Taking the meaning of the quote into real life, what I need to emphasize and share with the world is that, even we are different from the outside, we all share a similar passion for chemistry on the inside, no matter how different the external conditions are.

Research Project- 5th Month

“I know it has been sometime since I last posted. In fact the blog post I’ve written below was done close to 1 ½ weeks back. For some reason I just couldn’t find the time to post it. I have moved forward quite a lot as at now, which I will blog about within the next few days. I don’t want to add it up here because it will only make the post lengthier and boring. Currently I’m running lots of bioassays, TLC separations and will be running a column soon” smiley
 

There was a lot going on during the past couple of months that I can't believe I couldn't find the time to sit down with my blog. Final year semester exams, an ongoing research project and a family wedding to add to it where I was the bridesmaid, was not all so easy to go through at once. Thus my free time was stolen.

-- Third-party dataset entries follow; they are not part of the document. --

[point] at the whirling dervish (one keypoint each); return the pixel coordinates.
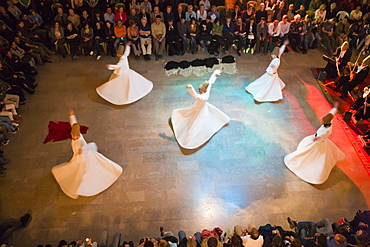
(316, 155)
(125, 86)
(88, 172)
(195, 126)
(268, 88)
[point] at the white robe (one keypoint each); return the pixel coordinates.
(314, 160)
(125, 86)
(88, 173)
(268, 88)
(193, 127)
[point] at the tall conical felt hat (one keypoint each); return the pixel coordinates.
(327, 119)
(120, 50)
(276, 51)
(75, 131)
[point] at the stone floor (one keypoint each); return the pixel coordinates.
(238, 177)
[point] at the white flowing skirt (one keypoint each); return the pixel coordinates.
(87, 175)
(193, 128)
(125, 89)
(313, 161)
(267, 88)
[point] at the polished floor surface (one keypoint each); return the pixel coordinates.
(238, 177)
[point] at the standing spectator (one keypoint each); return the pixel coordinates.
(262, 36)
(228, 35)
(133, 36)
(201, 13)
(57, 38)
(190, 13)
(120, 32)
(87, 35)
(183, 29)
(261, 13)
(206, 4)
(110, 38)
(99, 37)
(172, 39)
(159, 33)
(217, 28)
(145, 39)
(71, 35)
(284, 28)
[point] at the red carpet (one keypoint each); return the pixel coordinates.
(352, 130)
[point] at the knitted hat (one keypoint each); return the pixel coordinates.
(75, 131)
(327, 119)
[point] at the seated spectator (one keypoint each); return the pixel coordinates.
(110, 38)
(145, 38)
(321, 11)
(168, 14)
(99, 37)
(342, 30)
(206, 4)
(154, 14)
(133, 16)
(14, 10)
(72, 39)
(183, 29)
(190, 13)
(158, 30)
(133, 37)
(302, 11)
(58, 38)
(61, 18)
(214, 13)
(144, 14)
(296, 27)
(254, 239)
(332, 11)
(74, 18)
(109, 16)
(348, 82)
(341, 58)
(356, 33)
(86, 44)
(120, 32)
(201, 13)
(290, 13)
(262, 36)
(251, 31)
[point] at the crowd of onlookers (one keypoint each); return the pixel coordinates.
(31, 31)
(342, 233)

So, let me quickly wrap up on what's going on with my research. In fact I have advanced a lot further from the point where I blogged about last. I remember I ended by complaining about the long hours of "roto-vapping" required to isolate the crude extracts in solid form from the four fungal strains I obtained by culturing. These extracts were then air dried and further vacuum dried before weighing them. Then the weighed products were obtained for the EtOAc and MeOH/CH2Cl2 fractions separately.

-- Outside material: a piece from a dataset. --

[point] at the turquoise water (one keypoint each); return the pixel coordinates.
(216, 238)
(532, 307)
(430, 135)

The next step was to test for the activity of these isolated compound mixtures against bacteria and bioassays were prepared subsequently. These tests were done against four main bacterial strains namely; MRSA, E. coli, B. subtilis and Pseudomonas sp. The crude extracts were mixed with EtOH up to a particular pre-calculated concentration and was loaded onto autoclaved (sterilized) paper disks using a micro pipette. The usual amount a disk could hold is 20 micro liters. Four disks loaded with the same compound was placed on prepared bacterial culture plates in nutrient agar medium and each trial was duplicated. This method was followed for all four fungal extractions and for each bacterial culture. Positive and negative controls were also used here. Gentamycin was used as the positive control. I first tested the EtOAc fractions and Whoa!!! I got positive results for extracts obtained from three fungal strains out of the four I cultured. One of them showed mild activity (strain3-using terminology from previous posts), and strain4 and strain2 showed considerable activity at a concentration of 150 micro grams per disk. I don't think I need to tell you how thrilled and relieved I was to finally possess two fungal strains with considerable antibacterial activity. I'm certain it was a great pay off for all the hard work I put in. yes

In order to catch up with the time, I was advised by my supervisor to continue the project forward, therefore instead of testing for the remaining fractions of MeOH/CH2Cl2 I started concentrating on separating the compound mixtures in strain4 and strain2 EtOAc extract into simpler ones. So, I ran couple of TLCs (Thin Layer Chromatography- A method of separation of a compound chemical mixture in small scale) at first in order to select the better fungal strain out of the two I have chosen, strain4 and 2. But strain4 showed better activity than strain2 and I had plans to continue on it anyway. Nevertheless I thought to check on the complexity of each extract before making a decision. The initial TLCs showed that the extract from strain 2 was more complex and having many compounds than the one from strain4. Therefore with a clear mind for higher activity and easy separation I picked fungal strain4 for continuation. For a detailed guide on how to run TLCs and what they are about, I'm attaching a link here from MIT Open Course Ware which I found quite short and sweet. Those of you who need to know what TLC is can take a look at this.
http://ocw.mit.edu/courses/chemistry/5-301-chemistry-laboratory-techniques-january-iap-2012/labs/MIT5_301IAP12_TLC_Handout.pdf

The selected fungal strain (strain4) was then grown in large scale, this time in 40 Pyrex bottles in PDB (Potato Dextrose Broth) medium just as before. Previously, handling 8 Pyrex bottles for each fungal strain was like torturing and I can't believe I held my nerve right through with 40 bottles. And this time for some unknown reason it was better than before. Same procedures were followed as in the case of small scale culturing and the fungi were left over a period of 42 days till they reached maturity. Luckily this time period overlapped with the exam time and I could happily take a break for my last minute express study routine. I have become such a last minute person that I reach my maximum productivity only when at the last min. I seriously have some personal issues here! Ha ha! laugh

Gosh, I know I have already written too much but before I stop, let me quickly tell you about the harvesting of the fungal compounds. Here, the same method was followed but this time even the compounds from the mycelia were extracted into EtOAc and the fraction from the broth and the mycelia were mixed together. This step was taken as the positive activity was shown for the EtOAc fraction when previously tested. I have finished all the filtering, separating, and roto-vapping. The samples are now left to dry in order to collect their weights.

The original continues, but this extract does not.